Large U.S. banks that are required by regulators to hold Treasurys won’t see any changes in those rules just because of the downgrade, Phillips added in an interview, because regulators will still see them as safe investments.
For most investors, U.S. Treasury securities are essentially in a class by themselves. The U.S. government bond market is the largest in the world, which makes it easy for investors to buy and sell Treasurys as needed. The United States’ large economy and historic political stability has led many investors to see Treasurys as nearly the equivalent of cash.

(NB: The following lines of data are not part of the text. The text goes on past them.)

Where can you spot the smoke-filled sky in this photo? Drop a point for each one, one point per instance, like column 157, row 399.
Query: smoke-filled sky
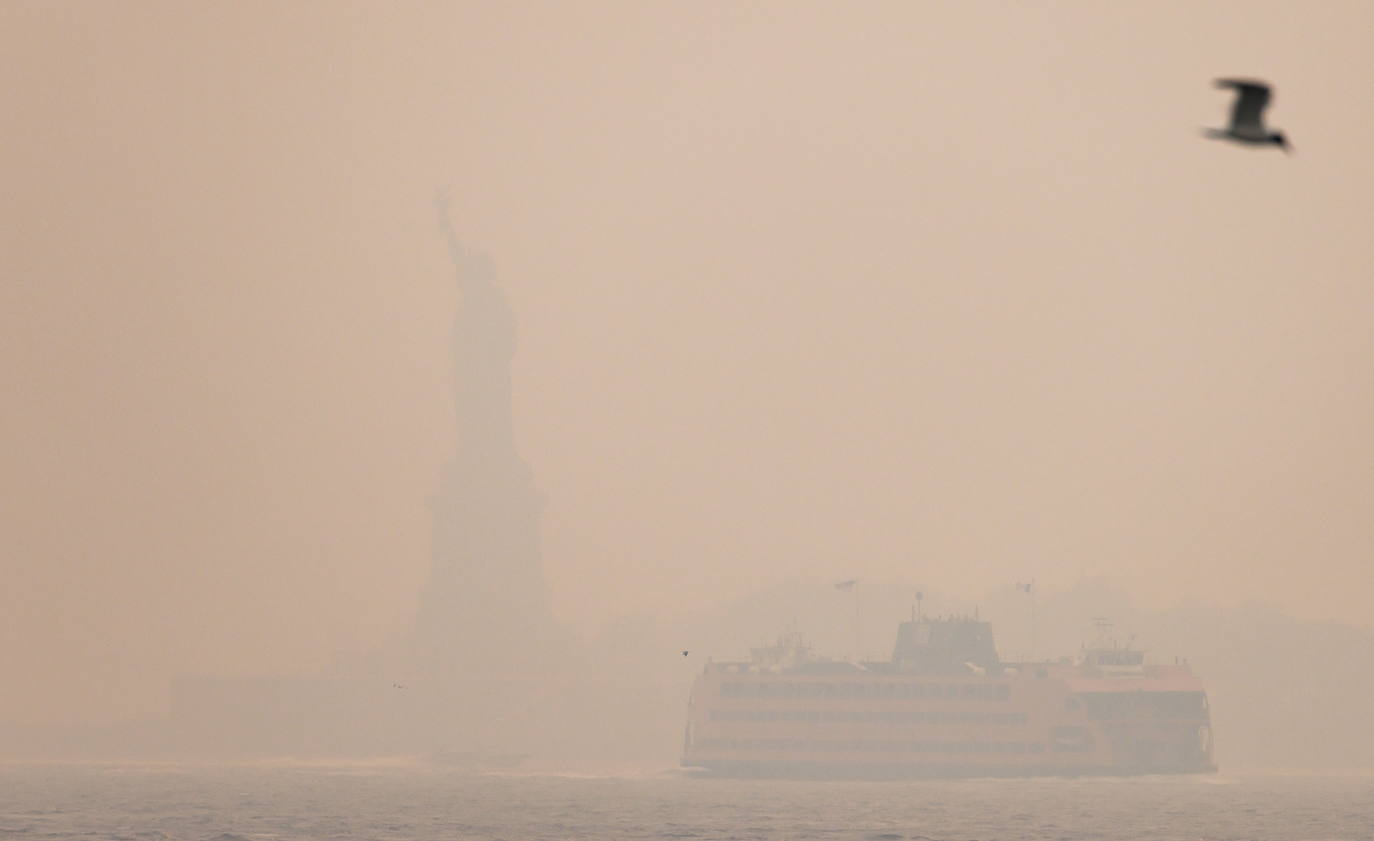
column 948, row 292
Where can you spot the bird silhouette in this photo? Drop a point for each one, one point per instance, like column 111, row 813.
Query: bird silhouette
column 1248, row 114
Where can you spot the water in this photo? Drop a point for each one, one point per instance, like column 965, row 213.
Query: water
column 198, row 803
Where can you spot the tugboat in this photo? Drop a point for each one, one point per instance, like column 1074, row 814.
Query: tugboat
column 945, row 705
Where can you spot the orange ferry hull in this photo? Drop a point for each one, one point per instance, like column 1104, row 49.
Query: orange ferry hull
column 877, row 720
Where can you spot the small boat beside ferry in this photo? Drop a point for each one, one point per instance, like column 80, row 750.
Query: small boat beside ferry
column 945, row 705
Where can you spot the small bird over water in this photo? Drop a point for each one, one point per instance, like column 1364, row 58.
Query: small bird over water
column 1248, row 114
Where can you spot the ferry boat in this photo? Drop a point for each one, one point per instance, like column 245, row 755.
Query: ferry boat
column 945, row 705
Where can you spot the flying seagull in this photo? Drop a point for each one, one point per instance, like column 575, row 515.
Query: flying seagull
column 1248, row 114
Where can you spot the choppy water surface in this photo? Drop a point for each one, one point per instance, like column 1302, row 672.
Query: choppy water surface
column 149, row 803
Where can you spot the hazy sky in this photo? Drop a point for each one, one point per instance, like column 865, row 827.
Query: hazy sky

Rating agency downgrades typically have more impact on smaller, lesser-know debt issuers, such as municipal governments. In those cases, even large investors may not have much information about the creditworthiness of the bond and are more reliant on the ratings agencies, Phillips said.
Yet that isn’t really the case for Treasury bonds and notes, he said. Large investment funds and banks form their own opinions about Treasury securities and don’t rely on the ratings agencies, he said. Fitch’s analysis also didn’t provide much new information, he added. Other entities, such as the nonpartisan Congressional Budget Office, have made similar projections about where U.S. government debt is headed.
“Nobody’s holding Treasuries because of the ratings,” Phillips added.
WHAT DOES FITCH MEAN BY ‘GOVERNANCE’?
Fitch cited a decline in “governance” as a key reason for its downgrade, a reference to the repeated battles in Washington over the past two decades that have led to government shutdowns or even taken the government to the brink of a debt default.
“The repeated debt-limit political standoffs and last-minute resolutions have eroded confidence in fiscal management,” Fitch said.
At the same time, Fitch is referring to the inability of even compromise legislation to meaningfully address the long-term drivers of federal government debt, specifically entitlement programs for the elderly such as Social Security and Medicaid.
“There has been only limited progress in tackling medium-term challenges related to rising social security and Medicare costs due to an aging population,” Fitch said.